A thought leader is an individual or firm that is recognized as an authority in a specialized field and whose expertise is sought and often rewarded. Thought leaders are commonly asked to speak at public events, conferences or webinars to share their insight with a relevant audience. The Oxford English Dictionary gives as its first citation for the phrase an 1887 description of Henry Ward Beecher as "one of the great thought-leaders in America." The term had earlier been applied to Ralph Waldo Emerson, who was said to manifest "the wizard power of a thought-leader." In a 1990 article in the Wall Street Journal Marketing section, Patrick Reilly used the term "thought leader publications" to refer to such magazines as Harper's. In the previous decade the term was revived and reengineered by marketers to emphasize an intangible quality of products and brands. The term is sometimes used to characterize leaders of service clubs, officers of veterans' organizations, of civic organizations, of women's clubs, lodges, regional officials and insurance executives.
Meanings
Public sphere
Despite being conceived as a laudatory description, the idea of thought leadership is seen to be inherently contradictory. Since the Enlightenment thinking has been taken to an autonomous activity, relying on logic and not on external authority. Max Weber noted in his studies on vocation that scholars and experts are not necessarily good leaders.

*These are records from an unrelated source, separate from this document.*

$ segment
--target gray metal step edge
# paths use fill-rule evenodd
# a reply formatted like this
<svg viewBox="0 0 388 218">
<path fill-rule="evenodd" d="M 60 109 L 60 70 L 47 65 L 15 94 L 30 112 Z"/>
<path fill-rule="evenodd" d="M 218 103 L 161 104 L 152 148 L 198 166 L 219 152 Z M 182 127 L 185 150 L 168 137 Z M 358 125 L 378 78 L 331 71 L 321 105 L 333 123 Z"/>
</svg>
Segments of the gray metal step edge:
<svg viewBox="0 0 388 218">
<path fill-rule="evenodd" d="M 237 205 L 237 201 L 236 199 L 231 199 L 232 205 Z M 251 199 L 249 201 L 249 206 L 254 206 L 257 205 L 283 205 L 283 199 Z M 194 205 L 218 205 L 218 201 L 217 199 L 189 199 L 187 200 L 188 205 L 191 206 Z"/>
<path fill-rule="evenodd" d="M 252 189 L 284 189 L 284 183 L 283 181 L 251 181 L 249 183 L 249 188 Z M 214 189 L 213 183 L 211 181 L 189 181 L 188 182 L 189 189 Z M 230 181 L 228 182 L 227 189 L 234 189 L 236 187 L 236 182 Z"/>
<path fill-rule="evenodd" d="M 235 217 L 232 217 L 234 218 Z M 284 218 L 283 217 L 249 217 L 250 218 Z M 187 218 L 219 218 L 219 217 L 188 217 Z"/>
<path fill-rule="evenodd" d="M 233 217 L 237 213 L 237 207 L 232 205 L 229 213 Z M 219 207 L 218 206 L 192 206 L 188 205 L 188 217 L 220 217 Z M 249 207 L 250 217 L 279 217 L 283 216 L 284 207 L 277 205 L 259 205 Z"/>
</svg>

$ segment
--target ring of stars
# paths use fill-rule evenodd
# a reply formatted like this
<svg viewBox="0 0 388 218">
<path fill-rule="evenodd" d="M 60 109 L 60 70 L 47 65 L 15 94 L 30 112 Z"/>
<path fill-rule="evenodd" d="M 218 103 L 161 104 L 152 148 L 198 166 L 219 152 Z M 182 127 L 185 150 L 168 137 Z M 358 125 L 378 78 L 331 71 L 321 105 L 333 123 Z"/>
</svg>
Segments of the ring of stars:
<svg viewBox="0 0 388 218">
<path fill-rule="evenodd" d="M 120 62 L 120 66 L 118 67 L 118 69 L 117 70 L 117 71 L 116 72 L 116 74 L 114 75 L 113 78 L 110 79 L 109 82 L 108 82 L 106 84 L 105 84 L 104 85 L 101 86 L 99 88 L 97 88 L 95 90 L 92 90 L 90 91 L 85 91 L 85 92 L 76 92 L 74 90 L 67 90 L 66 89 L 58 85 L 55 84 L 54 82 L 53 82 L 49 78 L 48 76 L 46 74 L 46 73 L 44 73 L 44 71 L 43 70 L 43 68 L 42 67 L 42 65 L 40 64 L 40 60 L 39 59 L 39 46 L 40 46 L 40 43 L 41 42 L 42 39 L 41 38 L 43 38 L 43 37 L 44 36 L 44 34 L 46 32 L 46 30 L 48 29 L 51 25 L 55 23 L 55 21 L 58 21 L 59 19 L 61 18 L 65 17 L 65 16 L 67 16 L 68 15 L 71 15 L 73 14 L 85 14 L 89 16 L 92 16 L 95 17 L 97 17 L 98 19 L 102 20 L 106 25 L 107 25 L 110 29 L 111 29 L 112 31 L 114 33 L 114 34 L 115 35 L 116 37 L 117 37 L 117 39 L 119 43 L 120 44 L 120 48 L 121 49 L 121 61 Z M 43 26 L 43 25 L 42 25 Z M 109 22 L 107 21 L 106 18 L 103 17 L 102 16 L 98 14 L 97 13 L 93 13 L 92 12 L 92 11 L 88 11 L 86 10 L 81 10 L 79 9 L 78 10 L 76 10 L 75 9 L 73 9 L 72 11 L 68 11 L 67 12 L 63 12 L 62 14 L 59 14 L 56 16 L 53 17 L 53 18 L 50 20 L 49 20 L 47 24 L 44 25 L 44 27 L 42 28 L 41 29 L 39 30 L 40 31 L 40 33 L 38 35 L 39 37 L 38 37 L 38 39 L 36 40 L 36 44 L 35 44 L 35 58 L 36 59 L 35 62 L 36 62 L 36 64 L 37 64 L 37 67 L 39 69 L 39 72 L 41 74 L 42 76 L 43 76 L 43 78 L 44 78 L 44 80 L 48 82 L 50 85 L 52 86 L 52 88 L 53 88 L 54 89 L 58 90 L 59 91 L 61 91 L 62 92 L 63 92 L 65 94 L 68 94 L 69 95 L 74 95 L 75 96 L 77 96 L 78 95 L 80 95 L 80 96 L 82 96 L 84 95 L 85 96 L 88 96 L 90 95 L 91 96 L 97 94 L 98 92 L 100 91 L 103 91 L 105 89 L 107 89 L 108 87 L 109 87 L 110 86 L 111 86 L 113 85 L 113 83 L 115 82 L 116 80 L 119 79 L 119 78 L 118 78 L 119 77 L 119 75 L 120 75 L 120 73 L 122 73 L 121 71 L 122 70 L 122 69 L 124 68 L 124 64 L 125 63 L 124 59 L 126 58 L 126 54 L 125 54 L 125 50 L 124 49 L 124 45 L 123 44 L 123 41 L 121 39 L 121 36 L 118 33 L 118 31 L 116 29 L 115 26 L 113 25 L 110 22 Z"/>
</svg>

Recently political scientist Daniel W. Drezner contrasted the thought leader to the public intellectual. According to his view intellectuals cultivate opposing views and ambiguities while thought leaders "develop their own singular lens to explain the world, and then proselytize that worldview to anyone within earshot".
In business and marketing 'thought leadership' usually refers to a potentially winning strategy. It is seen as a way of increasing or creating demand for a product or service. High tech firms often publish white papers with analyses of the economic benefits of their products as a form of marketing. These are distinct from technical white papers. Consulting firms frequently publish house reports, e.g. The McKinsey Quarterly, A.T. Kearney Executive Agenda, Strategy&'s Strategy and Business, or Deloitte Review where they publish the results of research, new management models and examples of the use of consulting methodologies.
Criticism of the phrase and concept
The phrase "thought leader" is identified by some writers as an annoying example of business jargon, and appeared in Forbes magazine's 2013 annual "tournament" of "corporate America’s most insufferable" business buzzwords and clichés. Kevin Money and Nuno Da Camara of the John Madejski Centre for Reputation at the University of Reading's Henley Management College write that the nebulous nature of the phrase contributes to its reputation among cynics as "meaningless management speak." Some writers, such as Harvard Business Review contributor Dorie Clark, have defended the phrase, while agreeing "that it is very icky when people call themselves thought leaders because that sounds a little bit egomaniacal." New York Times columnist David Brooks mocked the lifecycle of the role in a satirical column entitled "The Thought Leader," published in December 2013. A parody on the term was published in 2016 of Chris Kelly on Canadian television's This is That program. In the process of the discussion, imitating TED talks, Kelly elicits responses from the audience that exemplify the effect he describes as the result of applying well-known marketing techniques to achieve the impression of being an erudite speaker.